Modeled on RussiaIn June, the Kazakh Ministry of Health began to record asymptomatic infections separately from the official number of coronavirus cases. The Government claimed that this was justified because symptomatic patients pose a greater epidemiological risk to others and require clinical observation. But on July 1, the Ministry of Health made a U-turn and started Update from COVID-19 Statistics without dividing the cases into symptomatic and asymptomatic, which increased the official number of cases.

Disinfection of a public bus in Kazakhstan's capital Nur-Sultan.
Turar Kazangapov

Rising anger

As a result of the increase in cases of coronavirus and pneumonia, citizens complained about crowded hospitals, lack of COVID-19 tests, long queues for testing laboratories and pharmacies and a Drug deficit.

Panic buying medication has led to speculation and the sale of drugs on the black market at much higher prices. When the pandemic broke out, Kazakhstan received international humanitarian support, including from the US, China and Russia. Now Social media has been flooded with photos of medicines bought in pharmacies, with stickers showing that they were donated as humanitarian aid and should therefore not be for sale.

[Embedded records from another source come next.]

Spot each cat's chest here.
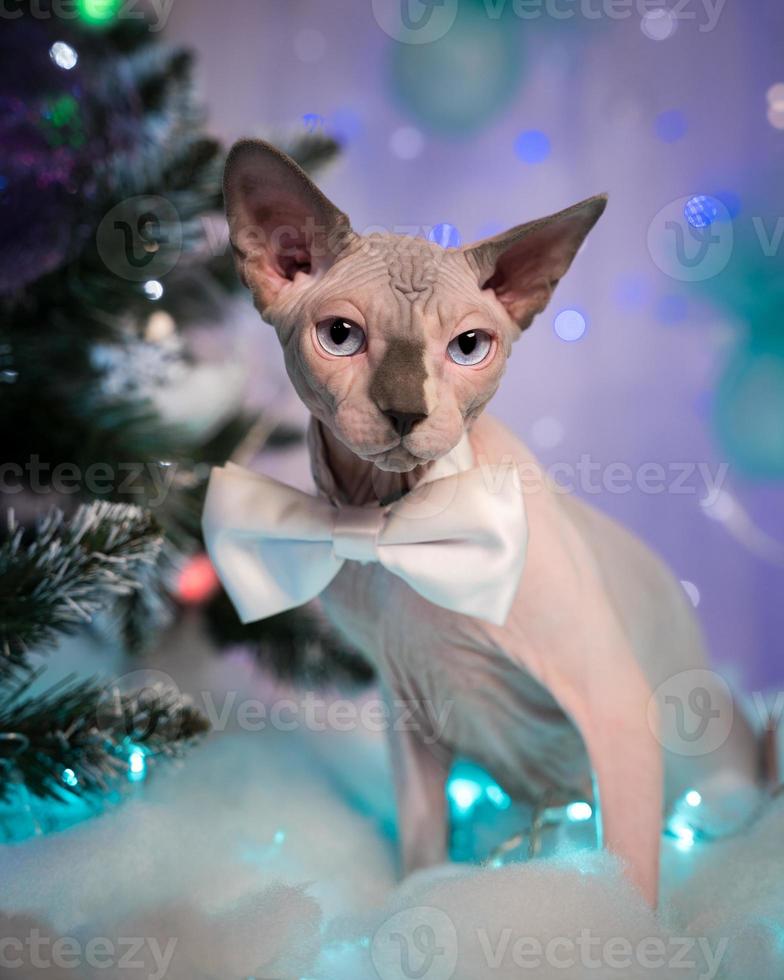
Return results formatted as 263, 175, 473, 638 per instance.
322, 562, 587, 799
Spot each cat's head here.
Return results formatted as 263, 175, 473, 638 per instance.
224, 140, 606, 472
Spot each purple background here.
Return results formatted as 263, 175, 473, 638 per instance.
166, 0, 784, 689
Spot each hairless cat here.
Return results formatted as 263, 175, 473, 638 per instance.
204, 141, 759, 905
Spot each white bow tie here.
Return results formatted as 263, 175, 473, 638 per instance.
202, 452, 528, 625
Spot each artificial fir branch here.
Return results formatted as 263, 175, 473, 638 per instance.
0, 501, 161, 679
0, 674, 209, 802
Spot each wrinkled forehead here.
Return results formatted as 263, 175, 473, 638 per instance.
306, 235, 483, 334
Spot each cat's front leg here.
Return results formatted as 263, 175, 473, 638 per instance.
557, 629, 664, 908
389, 700, 451, 875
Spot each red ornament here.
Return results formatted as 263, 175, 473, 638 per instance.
176, 554, 220, 606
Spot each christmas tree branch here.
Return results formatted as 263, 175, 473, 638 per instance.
0, 674, 209, 801
0, 502, 161, 680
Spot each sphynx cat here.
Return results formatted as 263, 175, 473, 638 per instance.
216, 141, 759, 906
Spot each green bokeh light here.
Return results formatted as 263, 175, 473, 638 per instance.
76, 0, 123, 26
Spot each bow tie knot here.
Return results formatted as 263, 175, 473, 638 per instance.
202, 463, 528, 625
332, 507, 387, 565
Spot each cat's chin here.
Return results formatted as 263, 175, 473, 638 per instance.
373, 450, 427, 473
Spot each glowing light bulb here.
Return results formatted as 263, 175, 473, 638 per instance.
128, 746, 147, 783
566, 800, 593, 823
449, 779, 482, 813
485, 785, 512, 810
49, 41, 79, 71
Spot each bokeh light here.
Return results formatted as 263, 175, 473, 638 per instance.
294, 27, 327, 65
681, 578, 700, 609
76, 0, 124, 26
391, 0, 526, 137
515, 129, 551, 163
655, 109, 688, 143
656, 293, 689, 324
553, 310, 588, 343
389, 126, 425, 160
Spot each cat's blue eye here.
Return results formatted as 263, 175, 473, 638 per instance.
316, 317, 365, 357
446, 330, 493, 366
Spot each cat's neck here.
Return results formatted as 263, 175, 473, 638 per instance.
308, 418, 476, 507
308, 419, 433, 506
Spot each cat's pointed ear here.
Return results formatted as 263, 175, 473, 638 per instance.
464, 194, 607, 330
223, 140, 352, 312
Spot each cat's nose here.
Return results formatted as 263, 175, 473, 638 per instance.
384, 409, 427, 439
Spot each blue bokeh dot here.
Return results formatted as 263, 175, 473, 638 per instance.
326, 106, 364, 143
656, 109, 688, 143
656, 293, 689, 323
683, 194, 721, 228
515, 129, 551, 163
615, 276, 648, 310
713, 191, 743, 221
427, 222, 461, 248
553, 310, 588, 343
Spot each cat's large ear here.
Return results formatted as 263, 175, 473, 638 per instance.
464, 194, 607, 330
223, 140, 352, 312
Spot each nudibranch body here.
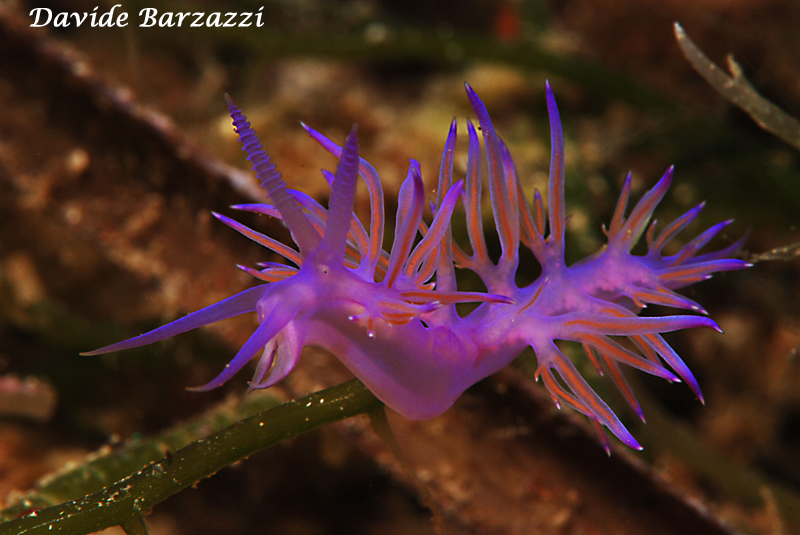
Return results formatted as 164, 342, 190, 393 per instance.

Fireworks in the midst of mourning: On July 6, the capital city was celebrated in the city of Nur-Sultan.
Turar Kazangapov

communication has never been a strength of the Kazakh authorities. Online concerts and fireworks were organized on July 6 amid the pandemic and the grief of the citizens for their family members to celebrate Capital Day in Nur Sultan City, which coincided with that Nazarbayev's 80th birthday, known as the "leader of the nation". The official authorities said they hoped to cheer up medical staff at the forefront.

In response to the overwhelming public criticism, the Government declared July 13 a day of national mourning for COVID-19 victims. Such public recognition The failure of a Central Asian government is extraordinary.

Kazakh President Qasym-Jomart Toqayev, announced the possible resolution of the entire cabinet if the situation does not improve by the end of July.

The pandemic exposed the weaknesses of a government that was built on endemic corruption, Patronage and personal loyalty to politicians. Kazakhstan is now paralyzed in a crisis that requires strong and effective government institutions, evidence-based decision making, and public accountability – none of which is the strength of this authoritarian government.